Japanese people are mad about Western classical music. They love it. Love it almost as much as torturing people on TV game shows. Which is only a surprise until you hear their traditional music, as heard being played on flutes during the mesmeric Shinto ceremonial dances, and which frankly is to music what seppuku is to intestinal health. Wonderfully atmospheric, but tuneful? No. About as discordant as mating foxes.
This may explain why music lovers in Japan roll out the red carpet when the likes of the Munich Philharmonic Orchestra, helmed by superstar conductor Lorin Maazel, come touring. Highly praised as a knowledgeable and enthusiastic audience, the Japanese welcomed the MPO last month as Maazel directed his skilled troupe of wandering musicians through concerts in Osaka and Tokyo. It begs the question: “How does one move a small army of musicians, technicians and assistants, not to mention their instruments, to the other side of the world?” The answer is BMW.
The German car giant’s Cultural Engagement department is instrumental (fner hur) in making the MPO’s tours possible, having been a partner of the orchestra for a number of years. This is not, however, a cynical bucks-for-branding sponsorship arrangement, as the orchestra’s non-musical director Paul Müller explained. “Our relationship is not just about the money,” he told We Heart. “Of course that’s important for us, but BMW has a lot of know-how which we can use in our organisation.”
Not only does BMW help fund the MPOs tours, it also invites a select few culture vultures along to enjoy the experience. Luckily they were busy, so we went instead. The first concert we were treated to took place in Osaka’s newly-renovated Festival Hall, which really did roll out a very plush new red carpet for the inaugural performance; a Teutonic feast of Wagner that had several of the Germans in the audience in tears and the rest in suitably rousing raptures of applause.
The concert lasted for more than two-and-a-half hours, the MPO holding the sold-out venue entranced under the keen stewardship of maestro Maazel, whose energy makes a mockery of his 83 years.

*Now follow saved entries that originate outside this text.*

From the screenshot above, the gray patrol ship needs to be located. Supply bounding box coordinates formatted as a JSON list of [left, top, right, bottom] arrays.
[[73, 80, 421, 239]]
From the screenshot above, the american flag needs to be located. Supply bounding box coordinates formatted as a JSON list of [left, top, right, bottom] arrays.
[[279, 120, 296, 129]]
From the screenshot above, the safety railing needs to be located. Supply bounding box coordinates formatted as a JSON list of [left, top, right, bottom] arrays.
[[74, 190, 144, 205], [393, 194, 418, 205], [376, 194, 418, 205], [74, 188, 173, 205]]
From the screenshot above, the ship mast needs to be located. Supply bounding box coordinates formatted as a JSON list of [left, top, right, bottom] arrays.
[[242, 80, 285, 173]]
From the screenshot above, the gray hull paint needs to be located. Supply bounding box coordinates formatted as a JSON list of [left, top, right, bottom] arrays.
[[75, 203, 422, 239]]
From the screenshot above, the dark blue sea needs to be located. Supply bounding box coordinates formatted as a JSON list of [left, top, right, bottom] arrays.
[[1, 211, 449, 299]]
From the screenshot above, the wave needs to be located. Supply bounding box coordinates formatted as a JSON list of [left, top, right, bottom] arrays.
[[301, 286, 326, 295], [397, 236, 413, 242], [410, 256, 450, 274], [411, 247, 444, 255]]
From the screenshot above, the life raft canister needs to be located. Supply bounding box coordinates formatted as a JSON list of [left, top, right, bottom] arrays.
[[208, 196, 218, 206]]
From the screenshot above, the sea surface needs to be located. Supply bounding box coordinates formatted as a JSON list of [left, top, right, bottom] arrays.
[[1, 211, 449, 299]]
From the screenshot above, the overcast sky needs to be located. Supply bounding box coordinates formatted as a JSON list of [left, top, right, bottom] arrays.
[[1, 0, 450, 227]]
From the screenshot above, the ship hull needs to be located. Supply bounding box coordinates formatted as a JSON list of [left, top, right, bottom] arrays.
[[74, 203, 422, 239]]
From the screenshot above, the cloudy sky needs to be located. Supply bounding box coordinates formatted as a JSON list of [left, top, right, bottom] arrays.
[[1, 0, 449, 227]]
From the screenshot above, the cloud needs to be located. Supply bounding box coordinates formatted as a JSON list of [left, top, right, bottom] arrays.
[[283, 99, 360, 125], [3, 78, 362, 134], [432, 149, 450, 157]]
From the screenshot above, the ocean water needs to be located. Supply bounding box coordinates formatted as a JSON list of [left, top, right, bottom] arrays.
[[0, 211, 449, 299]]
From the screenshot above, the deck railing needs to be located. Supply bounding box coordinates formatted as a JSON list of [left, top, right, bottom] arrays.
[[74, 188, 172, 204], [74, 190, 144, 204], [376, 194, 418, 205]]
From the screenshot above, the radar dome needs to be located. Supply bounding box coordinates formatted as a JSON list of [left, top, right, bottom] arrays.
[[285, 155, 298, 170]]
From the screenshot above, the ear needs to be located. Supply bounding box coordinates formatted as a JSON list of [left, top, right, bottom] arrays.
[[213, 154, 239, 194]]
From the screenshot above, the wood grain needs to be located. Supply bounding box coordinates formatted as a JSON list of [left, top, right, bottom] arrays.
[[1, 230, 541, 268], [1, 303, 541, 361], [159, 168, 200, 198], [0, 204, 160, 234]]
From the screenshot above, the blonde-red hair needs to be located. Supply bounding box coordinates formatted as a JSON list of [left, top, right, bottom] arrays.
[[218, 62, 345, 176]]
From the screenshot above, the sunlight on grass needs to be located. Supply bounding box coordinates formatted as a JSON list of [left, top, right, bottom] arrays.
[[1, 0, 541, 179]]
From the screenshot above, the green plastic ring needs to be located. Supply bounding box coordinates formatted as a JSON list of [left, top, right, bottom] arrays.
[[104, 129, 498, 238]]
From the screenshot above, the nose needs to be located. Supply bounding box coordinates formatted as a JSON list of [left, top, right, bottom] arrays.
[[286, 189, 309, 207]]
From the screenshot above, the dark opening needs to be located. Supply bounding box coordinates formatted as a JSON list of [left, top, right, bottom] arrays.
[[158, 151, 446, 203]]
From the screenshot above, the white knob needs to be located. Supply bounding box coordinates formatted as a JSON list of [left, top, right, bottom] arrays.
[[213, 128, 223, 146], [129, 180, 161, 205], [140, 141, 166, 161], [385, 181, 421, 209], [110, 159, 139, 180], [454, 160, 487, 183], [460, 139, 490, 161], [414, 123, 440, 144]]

Indeed, the man who has conducted every orchestra worth name-checking in a monumental career, and who completed this entire performance without a score, received such a long ovation at the end of each section that he was shuffling on and off stage to take his bows like a classical James Brown – all that was missing was a cape.
How the double-bassists got their gear into the luggage racks of the bullet train I’ll never know, but before you could say “Ludwig van Beethoven” we were in Tokyo for the second concert in two days – this time adding a Russian flavour to the programme with pieces by Tchaikovsky and Stravinsky as well as LvB and Paganini. The venue this time was the Suntory Hall, and if that name rings a bell, cast your minds back to the booze Bill Murray was advertising in Lost in Translation.
A multi-purpose auditorium much favoured for its acoustics, the stage layout combined with an increase in musicians needed for the performance (the orchestra was 105-strong for this concert, up from 80 the previous night) meant some re-jigging was necessary. A stage director’s request to move those cumbersome double-basses from one side of the orchestra to the other, and rearrange the brass section might faze a lesser conductor, but Maazel – described by one of his viola players, Konstantin Sellheim, as “a genius” took it in his stride an delivered another virtuoso display, again getting his recommended daily exercise from his repeated reappearances to soak in the applause.
That stage director and his team, the wardrobe department, roadies and assistants – the invisible yet indispensable part of the Munich Philharmonic Orchestra family – are with the tour every step of the way, and it’s a testament to the organisational powers of the MPO and BMW that the whole trip went without an evident hitch. Well, if you want something organised well, who better than the Germans?